A stir of air made me turn to see Cassandra standing in the doorway. “Ah,” she said, her gaze surveying us all and pausing on Liam. “Dr. Ravenswood, you are here. Henry was hoping so. Will you go up and see him?” Her tone, if not warm, was at least polite. She acknowledged me with a curt nod.

Liam stood up at once. “I am come with no other design, madam; take me to him.”

“I think you know the way to his room by now. I shall test your powers of navigation,” she said with an ambiguous smile, sitting down in the chair he had been occupying. Liam bowed and started upstairs, as I tried to decide if this familiarity was insulting or a sign she was warming to him. Liam had seen more of Cassandra in recent days than I had, since they were both often in the sickroom with Henry; something he’d said yesterday suggested she was perhaps becoming less hostile.

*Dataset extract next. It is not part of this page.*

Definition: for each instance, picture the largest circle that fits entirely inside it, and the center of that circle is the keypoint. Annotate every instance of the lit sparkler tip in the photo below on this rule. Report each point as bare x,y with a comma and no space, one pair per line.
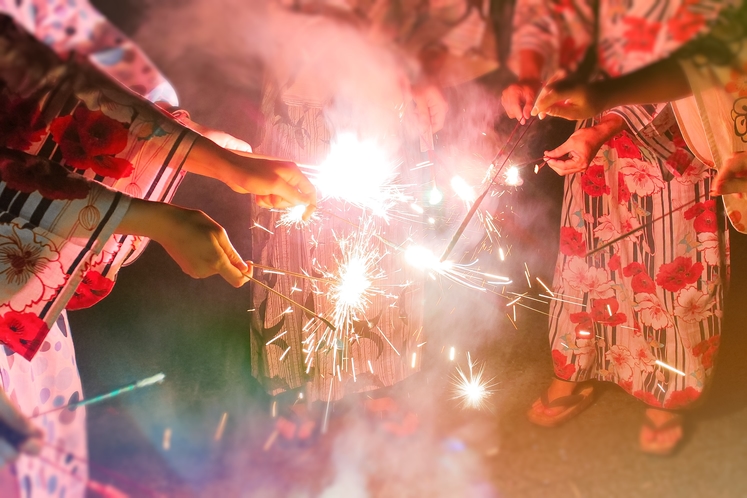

With a start, I realized Cassandra was speaking to me, in the same coolly civil tone she’d used on Liam.

“Henry says he is feeling much better. If he continues to do so, he would like to leave his bed and see you tomorrow. Will you and your brother be able to come for tea?”

“Nothing could give us greater delight.” Seeing a look pass between the two sisters, I wondered if one had originated the invitation, and required the other to deliver it. This reversal in what I thought to be their usual chain of command was interesting. Seeing Henry, after all this time, would be interesting too.





CHAPTER 9


NOVEMBER 7


23 Hans Place


AT TEA THE NEXT EVENING, WE FOUND CASSANDRA, HENRY, AND Jane; Edward and Fanny Knight, and Mr. Haden, the apothecary often mentioned in her letters from this time. Mr. Haden was nearly as short as I and slightly built. This, along with his remarkable eyes—so blue they were nearly violet, with the longest eyelashes I’d ever seen on an adult man—gave him a boyish quality. There was something awkward in his bow to me, but his manners were gentle, his eagerness to please evident. He was attentive to Fanny, but not flirtatious; maybe biographers had gotten that wrong. I also thought he and Jane showed no special signs of favoring each other—she was flirting only with Liam. Could our arrival have prevented that friendship from deepening?

Henry kissed my hand with a quiet intensity that made me blush and look around, but no one was paying attention to us; Liam had gathered everyone else around the large atlas on the table and was explaining something about the West Indies.

“Miss Ravenswood,” Henry said in a tone that was likewise quiet and intense, without its usual irony. “How good to see you again. I have missed you.”